Until the early twentieth century, printed invitations to executions issued by lawmen were a vital part of the ritual of death concluding a criminal proceeding in the United States. In this study, Gordon Morris Bakken invites readers to an understanding of the death penalty in America with a collection of essays that trace the history and politics of this highly charged moral, legal, and cultural issue. Bakken has solicited essays from historians, political scientists, and lawyers to ensure a broad treatment of the evolution of American cultural attitudes about crime and capital punishment.

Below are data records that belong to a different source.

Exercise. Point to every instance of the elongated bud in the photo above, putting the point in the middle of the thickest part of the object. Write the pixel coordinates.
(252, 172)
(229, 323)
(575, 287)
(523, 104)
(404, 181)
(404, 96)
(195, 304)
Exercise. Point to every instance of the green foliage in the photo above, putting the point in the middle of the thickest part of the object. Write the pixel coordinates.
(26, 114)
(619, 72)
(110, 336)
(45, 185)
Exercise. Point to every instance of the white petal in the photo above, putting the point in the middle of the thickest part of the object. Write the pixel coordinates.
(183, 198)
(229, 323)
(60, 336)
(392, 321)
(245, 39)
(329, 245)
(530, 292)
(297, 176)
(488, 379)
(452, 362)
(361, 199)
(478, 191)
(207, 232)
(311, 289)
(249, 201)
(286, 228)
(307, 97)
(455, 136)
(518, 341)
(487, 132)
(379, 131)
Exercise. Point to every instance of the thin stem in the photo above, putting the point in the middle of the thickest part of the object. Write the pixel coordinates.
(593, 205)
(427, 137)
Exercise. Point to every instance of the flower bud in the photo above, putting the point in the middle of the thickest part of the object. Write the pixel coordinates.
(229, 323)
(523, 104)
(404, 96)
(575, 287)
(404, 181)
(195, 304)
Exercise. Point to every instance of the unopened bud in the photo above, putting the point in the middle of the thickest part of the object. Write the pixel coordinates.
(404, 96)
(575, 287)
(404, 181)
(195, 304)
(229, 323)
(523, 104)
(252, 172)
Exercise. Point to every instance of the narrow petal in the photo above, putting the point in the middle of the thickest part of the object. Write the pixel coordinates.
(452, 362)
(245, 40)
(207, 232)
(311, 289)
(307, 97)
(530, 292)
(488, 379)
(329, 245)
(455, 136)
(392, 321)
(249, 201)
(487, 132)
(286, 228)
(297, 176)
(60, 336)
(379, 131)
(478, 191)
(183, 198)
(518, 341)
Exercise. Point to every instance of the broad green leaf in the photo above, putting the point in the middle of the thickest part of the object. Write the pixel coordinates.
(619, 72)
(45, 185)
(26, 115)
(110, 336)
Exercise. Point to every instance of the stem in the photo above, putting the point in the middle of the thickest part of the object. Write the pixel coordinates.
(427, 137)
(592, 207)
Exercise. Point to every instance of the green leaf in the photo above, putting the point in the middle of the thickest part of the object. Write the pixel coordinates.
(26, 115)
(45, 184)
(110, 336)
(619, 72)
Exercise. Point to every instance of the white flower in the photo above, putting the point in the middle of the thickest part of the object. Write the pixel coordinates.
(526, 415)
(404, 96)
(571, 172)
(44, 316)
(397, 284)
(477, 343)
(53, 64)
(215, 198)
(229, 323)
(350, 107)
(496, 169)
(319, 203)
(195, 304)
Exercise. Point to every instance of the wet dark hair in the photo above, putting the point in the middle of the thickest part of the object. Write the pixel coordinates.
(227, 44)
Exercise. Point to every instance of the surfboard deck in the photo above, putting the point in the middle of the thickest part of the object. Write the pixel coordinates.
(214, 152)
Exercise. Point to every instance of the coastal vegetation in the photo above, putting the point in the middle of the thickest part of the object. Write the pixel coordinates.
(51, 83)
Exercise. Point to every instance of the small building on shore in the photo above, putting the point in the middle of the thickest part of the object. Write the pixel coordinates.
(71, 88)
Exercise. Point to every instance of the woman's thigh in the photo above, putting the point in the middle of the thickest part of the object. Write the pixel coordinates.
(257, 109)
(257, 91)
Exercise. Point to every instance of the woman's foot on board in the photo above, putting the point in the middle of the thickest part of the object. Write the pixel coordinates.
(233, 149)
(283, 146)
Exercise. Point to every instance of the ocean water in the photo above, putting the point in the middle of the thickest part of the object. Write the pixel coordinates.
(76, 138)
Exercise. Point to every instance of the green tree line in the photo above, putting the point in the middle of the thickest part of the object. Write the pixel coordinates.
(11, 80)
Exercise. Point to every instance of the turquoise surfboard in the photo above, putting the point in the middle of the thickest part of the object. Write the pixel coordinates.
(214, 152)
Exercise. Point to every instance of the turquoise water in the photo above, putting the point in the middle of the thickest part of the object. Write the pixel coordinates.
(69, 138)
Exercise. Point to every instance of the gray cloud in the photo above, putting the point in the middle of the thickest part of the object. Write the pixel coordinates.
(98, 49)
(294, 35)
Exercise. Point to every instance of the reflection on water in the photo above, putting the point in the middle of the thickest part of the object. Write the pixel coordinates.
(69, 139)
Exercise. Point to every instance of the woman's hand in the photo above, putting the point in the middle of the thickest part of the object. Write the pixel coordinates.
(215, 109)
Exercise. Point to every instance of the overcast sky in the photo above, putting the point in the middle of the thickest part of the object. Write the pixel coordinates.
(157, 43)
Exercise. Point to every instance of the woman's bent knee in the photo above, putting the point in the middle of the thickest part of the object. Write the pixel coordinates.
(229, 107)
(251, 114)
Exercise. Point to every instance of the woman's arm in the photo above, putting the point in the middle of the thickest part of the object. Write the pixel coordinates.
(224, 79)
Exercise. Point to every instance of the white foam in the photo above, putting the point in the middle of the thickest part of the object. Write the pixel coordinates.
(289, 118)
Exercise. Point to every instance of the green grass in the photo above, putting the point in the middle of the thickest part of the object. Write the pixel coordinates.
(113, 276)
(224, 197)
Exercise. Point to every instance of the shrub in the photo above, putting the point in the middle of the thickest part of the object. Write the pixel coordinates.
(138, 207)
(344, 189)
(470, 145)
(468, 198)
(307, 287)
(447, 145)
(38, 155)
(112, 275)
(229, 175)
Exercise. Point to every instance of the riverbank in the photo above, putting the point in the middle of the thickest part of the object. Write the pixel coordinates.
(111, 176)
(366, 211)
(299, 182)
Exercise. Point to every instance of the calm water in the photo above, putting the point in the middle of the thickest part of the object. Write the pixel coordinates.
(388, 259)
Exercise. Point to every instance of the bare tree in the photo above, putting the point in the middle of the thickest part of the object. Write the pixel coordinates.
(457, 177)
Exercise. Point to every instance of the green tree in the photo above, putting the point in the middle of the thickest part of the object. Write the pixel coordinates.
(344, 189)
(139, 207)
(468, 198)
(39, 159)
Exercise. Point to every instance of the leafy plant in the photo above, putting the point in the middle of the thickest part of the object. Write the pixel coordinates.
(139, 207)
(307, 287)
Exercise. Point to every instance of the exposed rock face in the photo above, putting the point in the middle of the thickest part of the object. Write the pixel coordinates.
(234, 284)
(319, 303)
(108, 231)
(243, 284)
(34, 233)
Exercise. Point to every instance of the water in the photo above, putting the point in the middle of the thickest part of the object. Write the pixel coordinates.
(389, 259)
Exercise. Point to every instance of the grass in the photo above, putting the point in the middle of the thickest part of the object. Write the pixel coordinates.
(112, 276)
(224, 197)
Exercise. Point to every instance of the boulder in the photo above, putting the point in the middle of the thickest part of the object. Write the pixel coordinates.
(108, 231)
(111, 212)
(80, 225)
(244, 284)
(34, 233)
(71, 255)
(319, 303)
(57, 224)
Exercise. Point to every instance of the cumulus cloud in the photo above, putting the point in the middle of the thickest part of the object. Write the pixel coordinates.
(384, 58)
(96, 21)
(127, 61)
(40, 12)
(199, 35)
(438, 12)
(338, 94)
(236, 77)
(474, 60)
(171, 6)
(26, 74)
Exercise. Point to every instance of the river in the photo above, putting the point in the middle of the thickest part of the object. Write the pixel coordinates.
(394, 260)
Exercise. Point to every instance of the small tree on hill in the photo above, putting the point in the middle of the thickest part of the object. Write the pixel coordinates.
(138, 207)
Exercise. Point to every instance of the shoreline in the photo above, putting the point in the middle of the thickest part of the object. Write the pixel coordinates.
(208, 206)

Part one of this extensive analysis focuses on politics, legal history, multicultural issues, and the international aspects of the death penalty. Part two offers a regional analysis with essays that put death penalty issues into a geographic and cultural context. Part three focuses on specific states with emphasis on the need to understand capital punishment in terms of state law development, particularly because states determine on whom the death penalty will be imposed. Part four examines the various means of death, from hanging to lethal injection, in state law case studies. And finally, part five focuses on the portrayal of capital punishment in popular culture.
Over de auteur
Gordon Morris Bakken earned B.S., M.S., Ph.D., and J.D. degrees from the University of Wisconsin. He teaches courses on American legal and constitutional history, westward movement, American military heritage, women of the American West, women and American law, as well as historical thinking and historical writing at California State University, Fullerton. He is the author or editor of numerous books including Icons of the American West: From Cowgirls to Silicon Valley.